Building My Own Data Warehouse on FreeBSD
For a while now I have wanted to deploy a server with a BSD operating system. I also wanted to learn more about secure deployment of these systems, utilizing jails, etc.
Something that I will never get tired of are data projects. I love analyzing big datasets, setting up ETL processes, and then having that data accessible for me later.
Some notable examples are:
- NYC OpenData
- Hackernews data sources
- Stolen credentials datasets
But whenever I spin up a new data project, the most frustrating part is always setting up a database. So, now, instead of setting up a new database per project, I will be creating my own data warehouse. This way I can utilize it for all my projects, learn more about the process, monitor and upkeep it myself — and learn how to do so in FreeBSD!
Hardware
Just like all things, we must start off with buying something. My preferred hosting provider is Hetzner, it’s like my second home.
Since I wanted a good deal, I went to their server auctions and found a nice machine with:
- Intel Xeon E3-1275V6
- 2x M.2 NVMe 512 GB SSDs (1 TB total — not the most but should be OK for now)
- 64 GB of ECC memory
- 1 Gbps NIC
Now in reality I should run this machine on RAID 1 just in case the hardware fails, which leaves me at only 512 GB for data. Which honestly is enough for now — if I need more I’ll upgrade.
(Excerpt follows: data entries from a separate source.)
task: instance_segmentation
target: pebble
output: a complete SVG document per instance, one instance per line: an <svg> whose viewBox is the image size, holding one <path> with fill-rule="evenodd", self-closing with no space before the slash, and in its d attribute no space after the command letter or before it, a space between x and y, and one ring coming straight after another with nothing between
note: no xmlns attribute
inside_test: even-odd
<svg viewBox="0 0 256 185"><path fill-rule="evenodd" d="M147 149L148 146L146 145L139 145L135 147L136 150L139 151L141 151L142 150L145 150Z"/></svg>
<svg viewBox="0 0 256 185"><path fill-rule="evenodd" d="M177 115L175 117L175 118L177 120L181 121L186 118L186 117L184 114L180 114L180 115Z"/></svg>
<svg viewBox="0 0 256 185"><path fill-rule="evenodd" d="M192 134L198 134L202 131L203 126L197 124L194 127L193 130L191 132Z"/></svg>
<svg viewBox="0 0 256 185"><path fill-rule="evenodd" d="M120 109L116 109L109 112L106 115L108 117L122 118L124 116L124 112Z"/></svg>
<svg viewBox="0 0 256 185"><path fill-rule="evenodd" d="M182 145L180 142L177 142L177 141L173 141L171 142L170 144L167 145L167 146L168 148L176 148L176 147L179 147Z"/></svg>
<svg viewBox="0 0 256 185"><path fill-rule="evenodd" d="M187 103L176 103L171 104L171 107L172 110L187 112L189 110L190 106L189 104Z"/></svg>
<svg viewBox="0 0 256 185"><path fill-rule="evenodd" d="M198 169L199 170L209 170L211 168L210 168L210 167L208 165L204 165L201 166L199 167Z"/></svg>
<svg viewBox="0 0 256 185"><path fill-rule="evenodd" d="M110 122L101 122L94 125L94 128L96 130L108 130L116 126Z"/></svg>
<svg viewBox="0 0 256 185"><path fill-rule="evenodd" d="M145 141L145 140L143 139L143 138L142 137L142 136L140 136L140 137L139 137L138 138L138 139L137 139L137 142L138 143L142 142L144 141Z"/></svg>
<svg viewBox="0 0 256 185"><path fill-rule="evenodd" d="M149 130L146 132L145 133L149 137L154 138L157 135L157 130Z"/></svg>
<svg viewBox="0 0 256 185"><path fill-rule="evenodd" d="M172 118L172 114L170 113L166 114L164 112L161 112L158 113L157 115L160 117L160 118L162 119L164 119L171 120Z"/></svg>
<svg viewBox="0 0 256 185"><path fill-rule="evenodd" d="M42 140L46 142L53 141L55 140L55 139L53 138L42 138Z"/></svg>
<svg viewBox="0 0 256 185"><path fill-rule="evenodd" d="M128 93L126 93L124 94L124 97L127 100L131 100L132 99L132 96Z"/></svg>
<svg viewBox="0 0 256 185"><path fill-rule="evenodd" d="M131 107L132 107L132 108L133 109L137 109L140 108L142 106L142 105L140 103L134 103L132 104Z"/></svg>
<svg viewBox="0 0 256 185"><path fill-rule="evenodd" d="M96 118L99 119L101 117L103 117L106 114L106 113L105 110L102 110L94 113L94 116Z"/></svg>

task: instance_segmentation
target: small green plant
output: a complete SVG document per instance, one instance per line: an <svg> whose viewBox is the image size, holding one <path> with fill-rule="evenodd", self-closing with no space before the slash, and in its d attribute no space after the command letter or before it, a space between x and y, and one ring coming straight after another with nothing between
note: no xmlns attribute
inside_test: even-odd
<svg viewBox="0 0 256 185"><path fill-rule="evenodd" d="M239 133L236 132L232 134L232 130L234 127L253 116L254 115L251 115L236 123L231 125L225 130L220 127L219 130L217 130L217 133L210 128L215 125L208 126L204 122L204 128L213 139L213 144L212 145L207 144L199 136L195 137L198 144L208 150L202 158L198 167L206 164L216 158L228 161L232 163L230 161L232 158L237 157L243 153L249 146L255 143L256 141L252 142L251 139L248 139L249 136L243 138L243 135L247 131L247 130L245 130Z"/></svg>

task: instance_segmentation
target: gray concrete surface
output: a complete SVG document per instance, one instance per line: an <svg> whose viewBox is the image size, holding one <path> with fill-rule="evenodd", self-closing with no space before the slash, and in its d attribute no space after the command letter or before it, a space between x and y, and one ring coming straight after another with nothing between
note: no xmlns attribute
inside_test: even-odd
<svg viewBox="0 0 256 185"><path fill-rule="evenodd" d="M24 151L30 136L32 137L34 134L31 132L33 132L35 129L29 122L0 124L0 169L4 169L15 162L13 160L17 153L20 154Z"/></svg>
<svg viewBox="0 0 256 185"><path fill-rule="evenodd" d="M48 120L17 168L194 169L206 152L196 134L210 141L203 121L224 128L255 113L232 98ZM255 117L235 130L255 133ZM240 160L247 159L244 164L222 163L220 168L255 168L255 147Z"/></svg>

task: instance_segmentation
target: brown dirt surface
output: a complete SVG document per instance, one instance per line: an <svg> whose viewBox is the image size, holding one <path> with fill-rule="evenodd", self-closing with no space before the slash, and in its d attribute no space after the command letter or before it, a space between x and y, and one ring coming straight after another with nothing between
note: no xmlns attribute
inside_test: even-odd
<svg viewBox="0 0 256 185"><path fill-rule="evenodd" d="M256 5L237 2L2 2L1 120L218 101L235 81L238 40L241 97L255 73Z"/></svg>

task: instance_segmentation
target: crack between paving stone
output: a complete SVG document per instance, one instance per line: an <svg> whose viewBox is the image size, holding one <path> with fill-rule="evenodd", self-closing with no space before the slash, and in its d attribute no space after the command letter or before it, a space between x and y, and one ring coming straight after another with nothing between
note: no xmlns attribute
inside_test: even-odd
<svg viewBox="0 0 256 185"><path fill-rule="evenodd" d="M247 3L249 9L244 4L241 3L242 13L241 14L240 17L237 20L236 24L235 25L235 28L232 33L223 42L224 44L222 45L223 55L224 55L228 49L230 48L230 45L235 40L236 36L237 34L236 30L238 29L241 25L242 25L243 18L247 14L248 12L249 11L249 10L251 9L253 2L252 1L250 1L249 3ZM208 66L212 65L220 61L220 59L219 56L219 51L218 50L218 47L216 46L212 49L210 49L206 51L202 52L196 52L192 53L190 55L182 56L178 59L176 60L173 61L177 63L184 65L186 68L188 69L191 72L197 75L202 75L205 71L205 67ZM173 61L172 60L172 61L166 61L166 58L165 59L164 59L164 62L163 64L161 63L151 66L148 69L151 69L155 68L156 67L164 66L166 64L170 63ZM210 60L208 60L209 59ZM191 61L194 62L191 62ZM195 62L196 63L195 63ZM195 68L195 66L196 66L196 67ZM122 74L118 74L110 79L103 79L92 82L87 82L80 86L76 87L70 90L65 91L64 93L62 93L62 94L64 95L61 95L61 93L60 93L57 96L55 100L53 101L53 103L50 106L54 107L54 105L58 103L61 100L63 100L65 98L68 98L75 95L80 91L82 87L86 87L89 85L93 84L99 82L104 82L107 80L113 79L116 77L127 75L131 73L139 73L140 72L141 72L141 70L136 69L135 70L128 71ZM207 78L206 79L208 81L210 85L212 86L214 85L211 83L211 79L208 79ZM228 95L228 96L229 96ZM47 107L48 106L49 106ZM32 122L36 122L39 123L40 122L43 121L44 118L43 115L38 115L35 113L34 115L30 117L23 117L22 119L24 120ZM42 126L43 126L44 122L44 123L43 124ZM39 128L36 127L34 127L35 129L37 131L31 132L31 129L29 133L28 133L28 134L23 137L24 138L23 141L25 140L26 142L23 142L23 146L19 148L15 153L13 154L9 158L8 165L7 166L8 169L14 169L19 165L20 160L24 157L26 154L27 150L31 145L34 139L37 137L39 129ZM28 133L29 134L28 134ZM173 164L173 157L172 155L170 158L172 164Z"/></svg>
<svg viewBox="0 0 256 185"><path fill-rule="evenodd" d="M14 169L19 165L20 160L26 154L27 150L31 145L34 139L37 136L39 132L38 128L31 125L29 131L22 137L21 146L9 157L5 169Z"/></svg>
When I was dealing with stolen credentials, that easily hit over a TB. But this will be for smaller data projects so I don’t think it will be an issue.
Why FreeBSD?
While I wait for Hetzner to provision my server, let’s talk about FreeBSD. BSDs are based on Unix like Linux, but they diverged in the 90s. While Linux (GNU+Linux) is really just the kernel with GNU user tools on top of it, BSDs are developed by a single team start to finish. This has led to what some people call increased security, more efficiency, and just a more beautiful operating system in general.
Installation
To be honest it was much easier to set up than I thought. The hard part was really just getting the image onto the server, but thanks to depenguin it was a breeze.
When you first get one of these auction servers, they boot in rescue mode which lets you format drives, interact with the file system, and use their install image utility to install an operating system. Unfortunately FreeBSD was removed from the list about 4 years ago, which a few people were complaining about — but someone posted depenguin in the comments so I followed that.
I won’t share my personal configuration, just go to https://depenguin.me to get instructions.
One thing to note: while in recovery mode my disks were labeled nvme0n1 and nvme1n1, but inside the QEMU-based mfsBSD VM they showed up as ada0 and ada1 — be sure to double check. Then just run ./depenguin_bsdinstall.sh and it handles the install for you!
Initial Configuration
After the install finished and I was able to SSH in, I got started on configuring the system.
Started with a system update:
sudo freebsd-update --not-running-from-cron fetch
sudo freebsd-update --not-running-from-cron install
Then installed PostgreSQL 17, my DB of choice:
sudo pkg install -y postgresql17-server
sudo sysrc postgresql_enable=YES
sudo /usr/local/etc/rc.d/postgresql initdb
sudo service postgresql start
sudo -u postgres psql -c "ALTER USER postgres PASSWORD 'your_password';"
Firewall Setup
Then I did one of the most important things: setting up the firewall to only allow connections through SSH. We’ll tunnel to connect to PostgreSQL.
I recommend checking your network interface name before setting this up — I used em0 without checking and blocked myself out of my own system.
PF Firewall (SSH only)
The depenguin installer renames the network interface from em0 to untrusted.
/etc/pf.conf:
ext_if = "untrusted"
set skip on lo
block in all
pass out all
pass in on $ext_if proto tcp from any to any port 22
I had to go back into rescue mode, import the ZFS pool, and fix the config — but the above is what I ended up using.
That’s It
And there we go! All I had to do from there was open an SSH tunnel and connect.
Super excited for the fun things I’ll be able to do with this. Particularly building my own tool that will let me sync OpenNYC data into it automatically.